With this type of motor, as you can see on the motor characteristic curve in Image 1, the range of usable speed/torque combination is extremely narrow, and it is practically impossible to get high torque at high speed, but this is what you would want when milling wood with high chip loads. As explained above, with this type of motor, the speed depends on mechanical load, which means, it is slowed down by the load. The electronics try to prevent this, but it can do this only within the margins of the motor characteristic, and of course only within the motor’s power capability without producing self-destructing heat.
I always tend to grin when I see people measuring the speed of their hand router with no load (the idle speed), because the speed with no load has practically no relevance, since you want to mill something (and not to mill air). The only relevant measuring would be to measure how the speed breaks down when the motor is under load (=when it mills something), however I have not seen people measuring this, and especially not when feeding it with high chip loads.
On the second image, on Image 2, you see a frequency-controlled induction motor, also often called “spindle”. As you can see, you have a constantly high torque over the entire rated speed range of 0.9 Nm from 6,000 to 24,000 rpm. What a difference! And such a type of motor is never slowed down by any load, it always runs as at least at 97 percent of the set speed, no matter what the load is that you give him to “eat”. That makes an extreme difference, the chip load can be overwhelming.

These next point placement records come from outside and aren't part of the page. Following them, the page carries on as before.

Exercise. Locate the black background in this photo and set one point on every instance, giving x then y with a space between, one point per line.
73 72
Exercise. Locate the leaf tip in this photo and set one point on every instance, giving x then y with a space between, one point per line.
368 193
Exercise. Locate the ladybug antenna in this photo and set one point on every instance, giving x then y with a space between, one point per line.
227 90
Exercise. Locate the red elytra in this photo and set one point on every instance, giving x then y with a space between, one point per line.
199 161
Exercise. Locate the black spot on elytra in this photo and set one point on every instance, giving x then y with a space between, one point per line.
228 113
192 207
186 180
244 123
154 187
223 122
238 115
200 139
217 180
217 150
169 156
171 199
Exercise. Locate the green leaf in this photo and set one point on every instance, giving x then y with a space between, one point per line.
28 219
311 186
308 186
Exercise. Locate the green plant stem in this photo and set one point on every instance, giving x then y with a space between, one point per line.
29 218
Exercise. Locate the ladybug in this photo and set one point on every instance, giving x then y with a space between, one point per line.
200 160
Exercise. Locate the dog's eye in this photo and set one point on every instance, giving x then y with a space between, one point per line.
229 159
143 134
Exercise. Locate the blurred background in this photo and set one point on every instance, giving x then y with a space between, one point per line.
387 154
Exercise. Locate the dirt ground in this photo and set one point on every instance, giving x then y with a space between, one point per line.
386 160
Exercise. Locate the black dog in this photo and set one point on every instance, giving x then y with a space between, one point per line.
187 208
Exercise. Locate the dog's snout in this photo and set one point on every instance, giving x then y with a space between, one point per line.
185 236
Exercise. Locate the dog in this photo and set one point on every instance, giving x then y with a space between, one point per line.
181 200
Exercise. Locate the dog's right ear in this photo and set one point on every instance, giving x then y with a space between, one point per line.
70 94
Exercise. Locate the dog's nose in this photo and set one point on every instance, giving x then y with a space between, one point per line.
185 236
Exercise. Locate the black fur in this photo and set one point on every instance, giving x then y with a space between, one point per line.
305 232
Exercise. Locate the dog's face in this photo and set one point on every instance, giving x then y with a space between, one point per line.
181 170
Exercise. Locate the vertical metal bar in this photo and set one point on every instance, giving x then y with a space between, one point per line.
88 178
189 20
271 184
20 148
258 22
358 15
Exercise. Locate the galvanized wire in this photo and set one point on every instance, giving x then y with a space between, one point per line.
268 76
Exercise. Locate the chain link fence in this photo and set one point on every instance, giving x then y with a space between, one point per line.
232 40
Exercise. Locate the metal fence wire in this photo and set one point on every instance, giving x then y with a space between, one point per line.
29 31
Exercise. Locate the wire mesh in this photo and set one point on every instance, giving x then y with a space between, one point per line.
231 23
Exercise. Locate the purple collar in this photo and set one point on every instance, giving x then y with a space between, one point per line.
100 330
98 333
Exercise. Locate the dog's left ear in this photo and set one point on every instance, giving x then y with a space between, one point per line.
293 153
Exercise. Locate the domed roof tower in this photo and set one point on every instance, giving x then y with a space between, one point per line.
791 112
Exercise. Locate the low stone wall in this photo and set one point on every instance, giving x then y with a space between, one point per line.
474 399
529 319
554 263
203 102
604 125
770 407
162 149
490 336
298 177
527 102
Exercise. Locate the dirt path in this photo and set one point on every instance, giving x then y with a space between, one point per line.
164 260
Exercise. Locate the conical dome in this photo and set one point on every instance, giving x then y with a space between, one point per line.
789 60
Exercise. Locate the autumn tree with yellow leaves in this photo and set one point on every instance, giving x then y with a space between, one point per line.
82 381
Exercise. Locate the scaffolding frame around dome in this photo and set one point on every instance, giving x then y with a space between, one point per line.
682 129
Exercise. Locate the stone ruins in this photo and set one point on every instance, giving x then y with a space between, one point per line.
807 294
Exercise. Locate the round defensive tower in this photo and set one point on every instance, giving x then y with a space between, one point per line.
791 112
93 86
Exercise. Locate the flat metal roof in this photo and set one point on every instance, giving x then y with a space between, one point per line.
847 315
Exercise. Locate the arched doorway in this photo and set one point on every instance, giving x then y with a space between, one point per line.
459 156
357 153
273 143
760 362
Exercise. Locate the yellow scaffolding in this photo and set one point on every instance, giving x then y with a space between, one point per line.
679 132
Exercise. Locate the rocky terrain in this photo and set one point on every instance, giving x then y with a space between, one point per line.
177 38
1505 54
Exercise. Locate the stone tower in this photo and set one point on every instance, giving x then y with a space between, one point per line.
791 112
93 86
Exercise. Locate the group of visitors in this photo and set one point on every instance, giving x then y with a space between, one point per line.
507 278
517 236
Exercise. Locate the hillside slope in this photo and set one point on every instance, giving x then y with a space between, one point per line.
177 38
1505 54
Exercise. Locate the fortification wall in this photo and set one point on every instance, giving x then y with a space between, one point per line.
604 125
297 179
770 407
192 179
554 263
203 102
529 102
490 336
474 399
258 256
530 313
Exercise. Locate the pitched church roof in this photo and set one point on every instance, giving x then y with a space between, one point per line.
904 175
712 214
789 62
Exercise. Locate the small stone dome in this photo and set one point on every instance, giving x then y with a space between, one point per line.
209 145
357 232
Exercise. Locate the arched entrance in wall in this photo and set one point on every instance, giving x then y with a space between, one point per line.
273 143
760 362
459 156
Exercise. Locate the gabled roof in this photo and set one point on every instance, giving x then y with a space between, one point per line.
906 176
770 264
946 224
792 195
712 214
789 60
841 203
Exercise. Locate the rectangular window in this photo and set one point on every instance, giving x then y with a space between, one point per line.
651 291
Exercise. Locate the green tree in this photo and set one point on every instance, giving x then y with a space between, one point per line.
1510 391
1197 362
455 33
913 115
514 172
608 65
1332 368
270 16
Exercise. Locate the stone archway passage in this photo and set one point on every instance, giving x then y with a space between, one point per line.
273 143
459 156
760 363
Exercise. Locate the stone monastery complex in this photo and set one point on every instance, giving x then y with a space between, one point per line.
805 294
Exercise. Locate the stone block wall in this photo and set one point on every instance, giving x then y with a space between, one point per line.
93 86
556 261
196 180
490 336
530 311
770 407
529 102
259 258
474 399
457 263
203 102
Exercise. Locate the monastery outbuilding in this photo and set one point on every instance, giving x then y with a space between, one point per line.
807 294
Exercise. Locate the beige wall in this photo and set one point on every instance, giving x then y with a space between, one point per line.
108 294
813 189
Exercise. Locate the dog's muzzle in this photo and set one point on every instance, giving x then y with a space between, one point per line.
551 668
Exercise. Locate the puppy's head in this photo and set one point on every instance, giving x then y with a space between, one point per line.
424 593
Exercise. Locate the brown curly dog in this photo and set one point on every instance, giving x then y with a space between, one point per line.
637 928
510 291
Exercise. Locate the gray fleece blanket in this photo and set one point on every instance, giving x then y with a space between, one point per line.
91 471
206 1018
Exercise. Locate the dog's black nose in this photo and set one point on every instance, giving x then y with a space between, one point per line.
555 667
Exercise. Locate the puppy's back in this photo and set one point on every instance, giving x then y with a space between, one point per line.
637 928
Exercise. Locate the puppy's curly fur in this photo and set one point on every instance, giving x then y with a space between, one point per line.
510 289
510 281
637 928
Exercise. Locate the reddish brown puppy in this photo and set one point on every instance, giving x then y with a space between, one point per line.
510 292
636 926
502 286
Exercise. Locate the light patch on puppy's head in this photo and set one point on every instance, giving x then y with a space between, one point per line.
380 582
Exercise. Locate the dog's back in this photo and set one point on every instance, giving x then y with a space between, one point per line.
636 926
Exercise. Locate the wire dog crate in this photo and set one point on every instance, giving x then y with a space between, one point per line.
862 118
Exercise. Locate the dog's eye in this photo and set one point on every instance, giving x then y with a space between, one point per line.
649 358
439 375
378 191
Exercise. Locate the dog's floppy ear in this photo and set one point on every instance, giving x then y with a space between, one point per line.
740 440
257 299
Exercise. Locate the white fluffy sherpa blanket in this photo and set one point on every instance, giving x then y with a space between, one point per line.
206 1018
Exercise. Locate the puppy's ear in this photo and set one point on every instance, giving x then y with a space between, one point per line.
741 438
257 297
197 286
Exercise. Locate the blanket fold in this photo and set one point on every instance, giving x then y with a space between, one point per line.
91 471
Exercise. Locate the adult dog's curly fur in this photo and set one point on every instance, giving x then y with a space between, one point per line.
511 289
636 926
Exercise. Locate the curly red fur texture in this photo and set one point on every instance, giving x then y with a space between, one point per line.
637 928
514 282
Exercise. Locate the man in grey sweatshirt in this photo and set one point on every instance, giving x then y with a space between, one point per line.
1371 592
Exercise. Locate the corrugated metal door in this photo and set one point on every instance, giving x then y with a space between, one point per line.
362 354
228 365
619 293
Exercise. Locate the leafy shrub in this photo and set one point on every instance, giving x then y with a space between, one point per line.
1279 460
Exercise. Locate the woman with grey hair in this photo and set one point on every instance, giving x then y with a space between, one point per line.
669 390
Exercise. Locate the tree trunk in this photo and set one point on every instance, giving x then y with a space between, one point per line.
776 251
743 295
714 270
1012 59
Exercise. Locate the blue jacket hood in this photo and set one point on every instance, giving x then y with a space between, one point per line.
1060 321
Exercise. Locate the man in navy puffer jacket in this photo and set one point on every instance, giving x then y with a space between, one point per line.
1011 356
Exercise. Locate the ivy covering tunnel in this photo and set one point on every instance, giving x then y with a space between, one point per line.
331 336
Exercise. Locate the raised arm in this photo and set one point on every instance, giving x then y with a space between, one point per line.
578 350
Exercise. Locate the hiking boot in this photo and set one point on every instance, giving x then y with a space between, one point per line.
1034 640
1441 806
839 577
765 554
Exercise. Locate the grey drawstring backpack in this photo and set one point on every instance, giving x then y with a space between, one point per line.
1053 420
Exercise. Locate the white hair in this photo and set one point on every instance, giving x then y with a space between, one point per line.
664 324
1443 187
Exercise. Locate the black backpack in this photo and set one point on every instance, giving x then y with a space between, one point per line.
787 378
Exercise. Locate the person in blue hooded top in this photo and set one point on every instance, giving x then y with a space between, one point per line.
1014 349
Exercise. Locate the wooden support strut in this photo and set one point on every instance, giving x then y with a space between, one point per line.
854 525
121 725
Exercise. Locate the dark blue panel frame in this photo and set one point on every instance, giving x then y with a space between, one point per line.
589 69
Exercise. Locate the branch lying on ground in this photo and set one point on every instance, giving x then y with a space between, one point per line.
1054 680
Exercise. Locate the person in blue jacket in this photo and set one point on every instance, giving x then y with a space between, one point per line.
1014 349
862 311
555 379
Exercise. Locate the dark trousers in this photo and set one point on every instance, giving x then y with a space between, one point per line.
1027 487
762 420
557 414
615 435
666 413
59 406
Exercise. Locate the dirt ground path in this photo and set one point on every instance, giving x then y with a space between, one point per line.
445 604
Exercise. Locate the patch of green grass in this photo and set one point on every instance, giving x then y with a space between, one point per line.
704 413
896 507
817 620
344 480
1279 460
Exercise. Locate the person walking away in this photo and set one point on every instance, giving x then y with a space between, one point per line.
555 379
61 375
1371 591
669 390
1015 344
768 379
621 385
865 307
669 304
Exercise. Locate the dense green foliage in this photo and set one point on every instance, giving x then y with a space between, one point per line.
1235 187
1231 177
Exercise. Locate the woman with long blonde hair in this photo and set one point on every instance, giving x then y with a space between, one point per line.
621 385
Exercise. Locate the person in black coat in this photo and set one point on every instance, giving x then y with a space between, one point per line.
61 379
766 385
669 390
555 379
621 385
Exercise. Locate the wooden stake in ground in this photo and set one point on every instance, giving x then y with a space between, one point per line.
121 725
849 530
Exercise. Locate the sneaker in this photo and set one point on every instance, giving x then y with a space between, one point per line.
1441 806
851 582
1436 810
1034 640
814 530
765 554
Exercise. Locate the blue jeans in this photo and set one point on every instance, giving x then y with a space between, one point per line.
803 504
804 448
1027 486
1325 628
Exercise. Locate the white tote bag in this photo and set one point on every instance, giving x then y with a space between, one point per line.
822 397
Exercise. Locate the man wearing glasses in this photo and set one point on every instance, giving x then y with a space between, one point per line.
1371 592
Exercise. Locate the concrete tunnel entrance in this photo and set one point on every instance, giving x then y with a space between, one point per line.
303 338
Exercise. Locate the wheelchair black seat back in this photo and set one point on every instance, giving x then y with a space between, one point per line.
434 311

Furthermore one big difference between these two types of motors is how they behave if the mechanical load should exceed their rated capacity. In the first case, with the hand router, it would be slowed down with an extremely high current flowing, producing high heat, in conjunction with a practical cooling failure, and it will burn out, as reported repeatedly, if you don’t have some emergengy current limiting electronics in it (more expensive power tools have that).
On the other hand, with a frequency-controlled spindle, when the mechanical load is increased, the spindle will never be slowed down by the load, and if finally the load should exceed the rated current (which is always set inside the VFD), the VFD simply trips and stops the spindle and, in case a correct emergency wiring is present, will immediately automatically signal the CNC Controller to stop the program.
You see it also makes a big difference on whether you can leave the machine alone and sleep well while it works, or not.
So especially when milling wood, where you want high speeds with high chip loads wich means high torque at high speed, you see that a motor like a hand router is rather unsuitable.
Also universal motors have a much worse efficiency than induction motors, since in fact a universal motor is a DC motor that runs on AC, and it’s the constant reversal of the polarity of the AC power inside the coils that produces effects that lower the efficiency, among other things. So in fact if you have a hand router with 710 W rated power, like the Makita, this corresponds only to a spindle of less than 0.5 kW power.
And remember, you can not choose from a range of speeds at constantly high torque with the hand router. As you can imagine, when switching to a 2.2 kW spindle, which can deliver its torque at any speed, you will be surprised what chip loads you can achieve, and this with very low motor noise and perfect cooling (since even with air-cooled spindles, frequency-controlled induction motors are not slowed down by the load so the fan always rotates fast enough).
The only advantage of a universal motor like found in the hand router is that you can connect them directly to a household wall outlet, you need no VFD. That’s why you find such motors mainly in hand tools.
The Onefinity is a sturdy machine capable of “eating” high chip loads, but you will never see this when your motor is not able to deliver high torque at high speed. So why buy the sturdy Onefinity when you only want to use it with a hand trim router which will not enable high chip loads.